One Hump or Two

 huntplanned

September 2, 1927
San Francisco 

May 26, 1976.  On that day I was exposed to Won Ton Ton, the Dog Who Save Hollywood, an event that catapulted my nine year-old brain into a fantasy world of 1920s Los Angeles, an event that pushed the movie I’d seen the previous weekend into the back of my psyche.  That previous picture still roams around and pokes its stinky, furry head out once in a great while.  Like now.  That cinematic masterpiece was called Hawmps!

The 127-minute F-Troop episode that is Hawmps! (wherein camels, or “hawmps,” as Slim Pickens calls them, win slim Pickens’ heart, and Jack Elam chews scenery, and look! there’s Denver Pyle) concerns itself with the role camels played in opening the western territory, courtesy of the United States Army.

With the War Between the States, and subsequent demise of the Camel Corps, Bactrians and Arabians were set loose, and feral camels became the stuff of legend.  Authenticated wild camel wanderings by and large ceased in the early 1900s.

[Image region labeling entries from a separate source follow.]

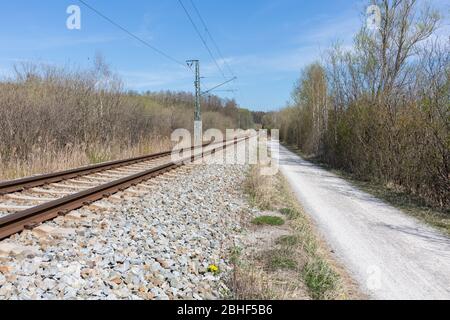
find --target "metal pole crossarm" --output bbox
[201,77,237,96]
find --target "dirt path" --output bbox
[272,146,450,299]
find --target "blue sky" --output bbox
[0,0,448,110]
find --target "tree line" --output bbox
[262,0,450,210]
[0,56,253,179]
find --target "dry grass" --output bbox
[0,138,172,180]
[0,57,252,180]
[232,167,359,300]
[285,144,450,235]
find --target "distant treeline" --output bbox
[0,57,253,179]
[263,0,450,209]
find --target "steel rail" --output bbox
[0,142,214,195]
[0,137,249,240]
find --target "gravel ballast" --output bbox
[0,160,253,299]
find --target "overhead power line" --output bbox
[78,0,186,67]
[178,0,226,79]
[190,0,235,77]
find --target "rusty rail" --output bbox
[0,137,248,240]
[0,142,211,195]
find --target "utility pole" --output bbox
[186,60,203,146]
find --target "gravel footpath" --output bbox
[0,160,253,299]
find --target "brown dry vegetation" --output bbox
[0,57,253,179]
[230,167,362,300]
[264,0,450,212]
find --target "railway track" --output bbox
[0,138,248,240]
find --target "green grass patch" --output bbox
[284,144,450,235]
[280,208,300,220]
[275,235,300,247]
[252,216,284,226]
[268,255,297,270]
[302,258,339,300]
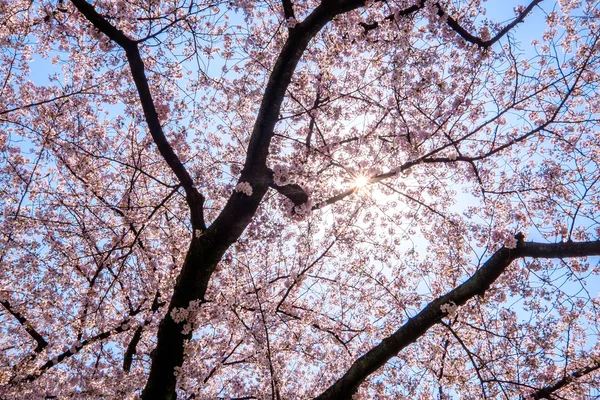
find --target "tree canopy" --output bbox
[0,0,600,400]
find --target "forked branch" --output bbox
[316,239,600,400]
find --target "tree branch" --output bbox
[0,300,48,353]
[435,0,544,48]
[71,0,206,231]
[530,359,600,400]
[316,239,600,400]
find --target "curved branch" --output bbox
[316,239,600,400]
[0,300,48,353]
[71,0,206,230]
[530,359,600,400]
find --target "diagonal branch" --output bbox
[316,234,600,400]
[71,0,206,230]
[436,0,544,48]
[0,300,48,353]
[530,359,600,400]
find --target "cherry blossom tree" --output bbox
[0,0,600,400]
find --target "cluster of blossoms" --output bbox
[234,182,252,196]
[440,301,458,317]
[273,165,290,186]
[491,230,517,249]
[294,199,312,217]
[171,300,202,335]
[229,164,242,176]
[285,17,298,28]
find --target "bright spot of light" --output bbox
[354,176,369,188]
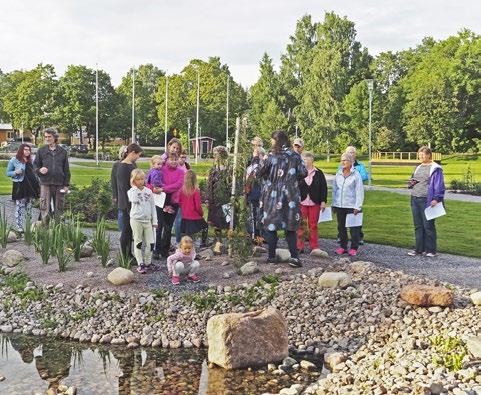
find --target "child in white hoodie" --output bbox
[127,169,157,274]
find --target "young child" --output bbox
[167,236,200,285]
[127,169,157,274]
[179,170,208,247]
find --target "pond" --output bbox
[0,335,319,395]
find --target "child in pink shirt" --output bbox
[179,170,209,248]
[167,236,200,285]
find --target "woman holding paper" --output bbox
[297,152,327,253]
[408,147,445,257]
[332,153,364,256]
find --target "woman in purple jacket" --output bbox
[408,147,445,257]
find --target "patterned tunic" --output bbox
[257,147,307,231]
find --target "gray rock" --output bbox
[239,261,259,276]
[318,272,352,288]
[2,250,25,267]
[310,248,329,258]
[466,336,481,358]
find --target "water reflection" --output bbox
[0,335,314,395]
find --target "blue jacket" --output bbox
[413,162,446,207]
[6,156,25,182]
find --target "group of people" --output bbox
[7,128,445,285]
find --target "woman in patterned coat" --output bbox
[257,131,307,267]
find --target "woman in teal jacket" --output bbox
[7,144,40,233]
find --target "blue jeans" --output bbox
[174,207,182,244]
[411,196,436,254]
[117,209,124,232]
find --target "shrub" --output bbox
[67,178,117,222]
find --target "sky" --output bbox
[0,0,481,87]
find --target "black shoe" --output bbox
[289,258,302,267]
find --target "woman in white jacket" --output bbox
[332,153,364,256]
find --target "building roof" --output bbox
[190,136,215,141]
[0,123,13,130]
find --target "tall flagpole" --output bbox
[164,75,168,154]
[131,67,135,143]
[95,64,99,166]
[225,75,230,150]
[195,69,200,164]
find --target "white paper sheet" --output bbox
[424,202,446,221]
[154,192,167,208]
[346,213,362,228]
[317,207,332,223]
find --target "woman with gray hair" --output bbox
[332,153,364,256]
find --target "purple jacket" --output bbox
[145,169,164,188]
[416,162,446,207]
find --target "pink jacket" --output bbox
[167,247,195,273]
[162,165,184,203]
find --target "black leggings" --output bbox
[264,230,299,258]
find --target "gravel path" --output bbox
[0,196,481,289]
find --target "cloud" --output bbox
[0,0,481,86]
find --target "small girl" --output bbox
[127,169,157,274]
[167,236,200,285]
[179,170,208,247]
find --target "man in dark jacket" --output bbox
[33,128,70,222]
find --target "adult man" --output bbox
[292,137,304,155]
[33,128,70,223]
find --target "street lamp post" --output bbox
[366,79,374,188]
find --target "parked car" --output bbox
[70,144,89,154]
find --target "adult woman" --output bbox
[257,130,307,267]
[115,143,143,258]
[244,137,265,240]
[297,152,327,252]
[152,154,185,259]
[206,145,231,254]
[7,144,40,232]
[408,147,446,257]
[332,153,364,256]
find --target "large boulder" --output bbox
[239,261,259,276]
[318,272,352,288]
[7,230,18,243]
[107,267,134,285]
[401,284,454,306]
[2,250,25,267]
[469,291,481,306]
[207,308,288,369]
[309,248,329,258]
[276,248,291,262]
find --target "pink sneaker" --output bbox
[187,274,200,283]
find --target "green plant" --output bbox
[0,204,11,248]
[65,213,86,262]
[429,335,467,372]
[54,223,72,272]
[92,217,110,267]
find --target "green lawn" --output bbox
[315,155,481,188]
[319,191,481,258]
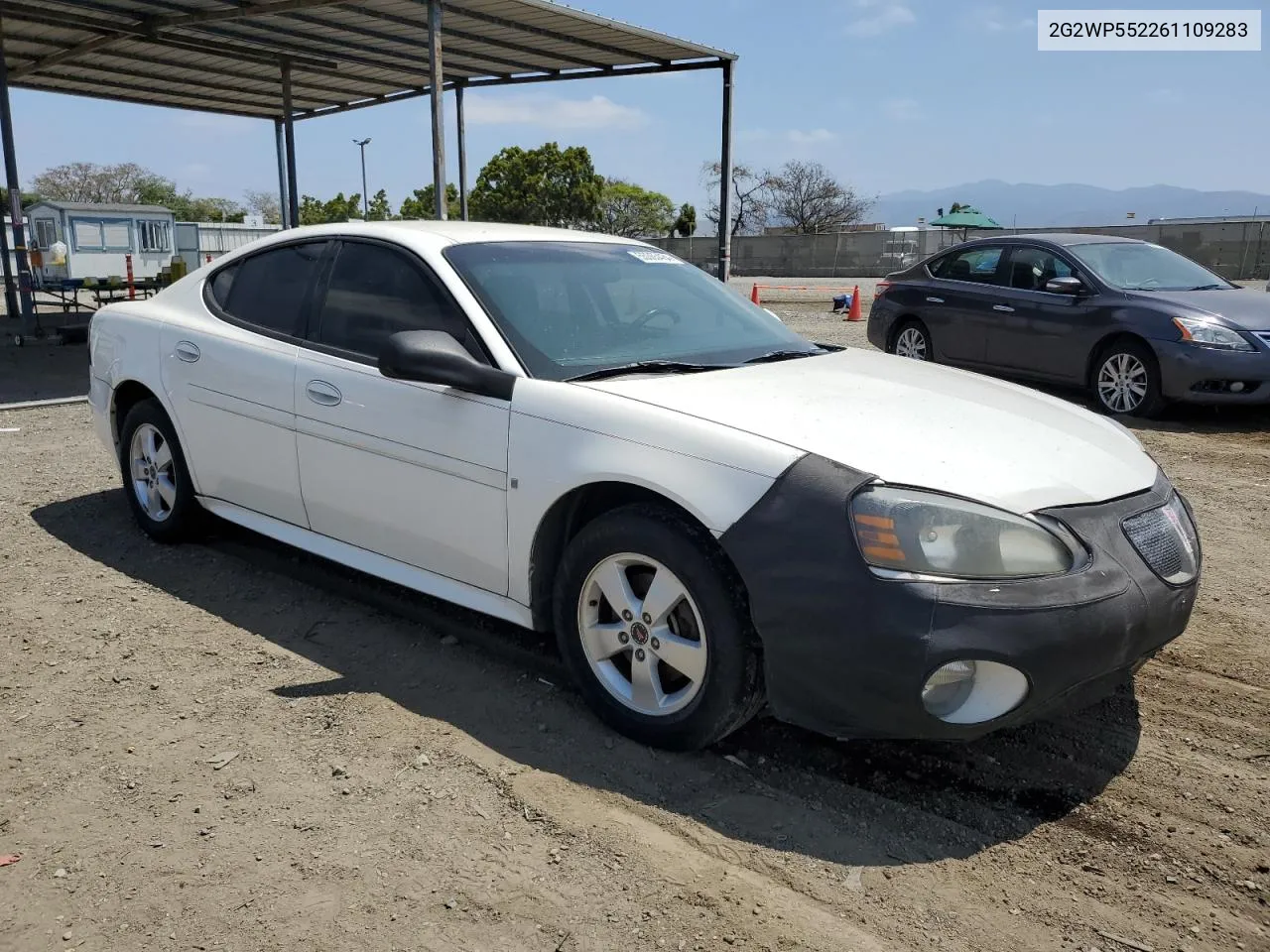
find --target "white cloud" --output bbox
[881,99,922,122]
[785,128,837,145]
[975,6,1036,33]
[847,0,917,37]
[464,95,648,130]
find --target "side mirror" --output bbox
[1045,278,1084,295]
[380,330,516,400]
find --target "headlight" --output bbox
[1174,317,1255,350]
[851,486,1080,579]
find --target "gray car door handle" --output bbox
[305,380,344,407]
[173,340,200,363]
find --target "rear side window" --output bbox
[210,241,326,337]
[931,245,1003,285]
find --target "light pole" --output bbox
[353,139,371,221]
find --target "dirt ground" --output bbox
[0,320,1270,952]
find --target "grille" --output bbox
[1124,495,1199,585]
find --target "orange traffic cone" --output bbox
[847,285,863,321]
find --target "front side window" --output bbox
[309,241,479,358]
[1071,241,1234,291]
[208,241,326,337]
[1007,248,1075,291]
[444,241,821,380]
[931,245,1004,285]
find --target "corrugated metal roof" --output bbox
[0,0,735,118]
[24,198,172,214]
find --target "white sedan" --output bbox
[90,222,1201,748]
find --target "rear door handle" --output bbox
[173,340,202,363]
[305,380,344,407]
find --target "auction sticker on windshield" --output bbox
[626,248,685,264]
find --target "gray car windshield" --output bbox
[1068,241,1230,291]
[444,241,823,380]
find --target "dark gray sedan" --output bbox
[869,235,1270,416]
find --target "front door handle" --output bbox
[173,340,202,363]
[305,380,344,407]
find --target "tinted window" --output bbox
[310,242,479,357]
[931,245,1002,285]
[1006,248,1072,291]
[219,241,326,336]
[444,241,821,380]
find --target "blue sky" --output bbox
[13,0,1270,214]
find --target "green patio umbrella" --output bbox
[931,205,1001,241]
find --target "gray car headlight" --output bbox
[851,486,1083,579]
[1174,317,1256,350]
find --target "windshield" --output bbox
[1068,241,1230,291]
[444,241,822,380]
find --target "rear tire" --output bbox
[119,398,202,542]
[554,504,763,750]
[886,318,935,362]
[1089,340,1167,417]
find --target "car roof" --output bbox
[950,231,1149,250]
[259,221,640,245]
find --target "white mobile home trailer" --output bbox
[26,200,176,285]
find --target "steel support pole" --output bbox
[454,82,467,221]
[273,119,291,228]
[718,60,731,282]
[282,60,300,228]
[0,22,36,334]
[428,0,448,221]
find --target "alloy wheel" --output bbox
[895,327,927,361]
[128,422,177,522]
[577,552,707,717]
[1097,353,1151,414]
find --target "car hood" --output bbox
[1139,289,1270,330]
[584,349,1158,513]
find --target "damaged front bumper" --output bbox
[720,456,1199,739]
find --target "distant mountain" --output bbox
[869,178,1270,228]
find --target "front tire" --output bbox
[554,505,763,750]
[1092,340,1166,417]
[886,320,935,361]
[119,399,200,542]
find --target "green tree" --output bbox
[470,142,603,227]
[671,202,698,237]
[366,189,393,221]
[595,178,675,237]
[398,181,462,219]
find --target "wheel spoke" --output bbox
[141,426,159,461]
[581,622,626,661]
[150,440,172,470]
[631,654,666,711]
[594,558,639,615]
[653,625,706,681]
[640,568,687,625]
[155,476,177,509]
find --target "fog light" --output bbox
[922,657,1028,724]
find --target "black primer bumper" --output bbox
[720,456,1198,739]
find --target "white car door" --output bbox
[295,240,511,594]
[160,240,329,526]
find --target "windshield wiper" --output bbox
[742,350,825,363]
[566,361,730,384]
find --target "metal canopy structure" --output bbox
[0,0,736,334]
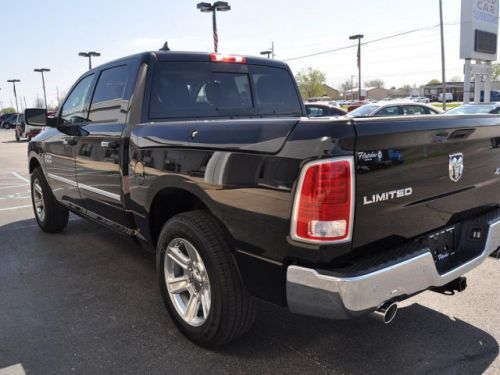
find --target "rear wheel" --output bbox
[31,167,69,233]
[157,211,255,347]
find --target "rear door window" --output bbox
[89,65,128,123]
[375,106,401,116]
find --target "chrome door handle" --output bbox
[63,138,76,146]
[101,141,119,148]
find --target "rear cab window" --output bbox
[149,61,302,120]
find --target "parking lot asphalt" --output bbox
[0,130,500,375]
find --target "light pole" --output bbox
[78,51,101,70]
[439,0,448,111]
[196,1,231,52]
[33,68,50,109]
[260,50,272,59]
[7,79,21,113]
[260,42,274,59]
[349,34,364,101]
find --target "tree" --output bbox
[0,107,16,115]
[365,78,385,89]
[340,79,354,96]
[295,68,326,99]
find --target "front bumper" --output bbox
[286,218,500,319]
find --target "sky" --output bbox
[0,0,463,109]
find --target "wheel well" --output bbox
[149,189,207,246]
[30,158,40,174]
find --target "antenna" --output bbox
[160,42,170,51]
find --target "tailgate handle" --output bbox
[101,141,118,148]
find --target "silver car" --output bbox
[347,101,441,117]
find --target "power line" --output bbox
[284,22,457,61]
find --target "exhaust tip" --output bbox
[370,302,398,324]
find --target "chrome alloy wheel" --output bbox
[33,178,45,221]
[163,238,211,327]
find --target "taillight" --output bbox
[291,157,354,243]
[210,53,247,64]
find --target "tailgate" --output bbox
[353,115,500,248]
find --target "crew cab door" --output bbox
[44,74,95,210]
[75,65,129,226]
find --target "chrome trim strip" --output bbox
[47,173,121,202]
[78,183,121,202]
[47,173,78,187]
[286,220,500,319]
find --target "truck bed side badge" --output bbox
[448,152,464,182]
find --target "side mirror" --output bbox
[24,108,57,127]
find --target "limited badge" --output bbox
[448,152,464,182]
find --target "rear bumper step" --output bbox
[286,218,500,319]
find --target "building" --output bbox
[366,87,389,100]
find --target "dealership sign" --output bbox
[460,0,500,61]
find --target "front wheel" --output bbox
[31,167,69,233]
[157,211,255,347]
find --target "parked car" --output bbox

But yesterday, September 1, a group of San Francisco financiers—A. C Mattel, Robert F. M. Duncan, William Leib and Lloyd Stevens announced their intention to hunt camels in the deserts of Arizona.  The paper discusses briefly the history of just why there happen to be camels therein (according to local historians, a hundred camels and sixty Arabs were imported from Arabia, but the plan failed because the Arabs disliked their jobs and went home; far be it from me to doubt the local historian of 1927, but it’s interesting to compare this account with Wikipedia’s).  “Backers of the proposed expedition in search of survivors expect historians and scientists to be interested in the venture.”

camelcomic

Then, today, the collected adventurers were contacted by one Arturo Carillo, who, thirty-three years ago, while making a mail trip from the Harqua Hala to the Vulture mine, captured what he considered “the last of the camels." Unable to find a buyer for the animal, he turned it loose.  This has heartened the intrepid camel seekers, and there are many more; A. C. Mattel, of the Honolulu-Consolidated Oil Company, said he has been swamped with letters from sportsmen all along the Pacific Coast seeking the chance to join the expedition.

undaunted

No follow-up, unfortunately, as to the outcome of our dashing, pith-helmeted bankers’ trip into the blistering wasteland (it’s also unclear as to whether they planned to merely observe, or capture the camels, but I fear their intent was just to blast the poor beasts with their Remingtons for some rec-room head-mounting).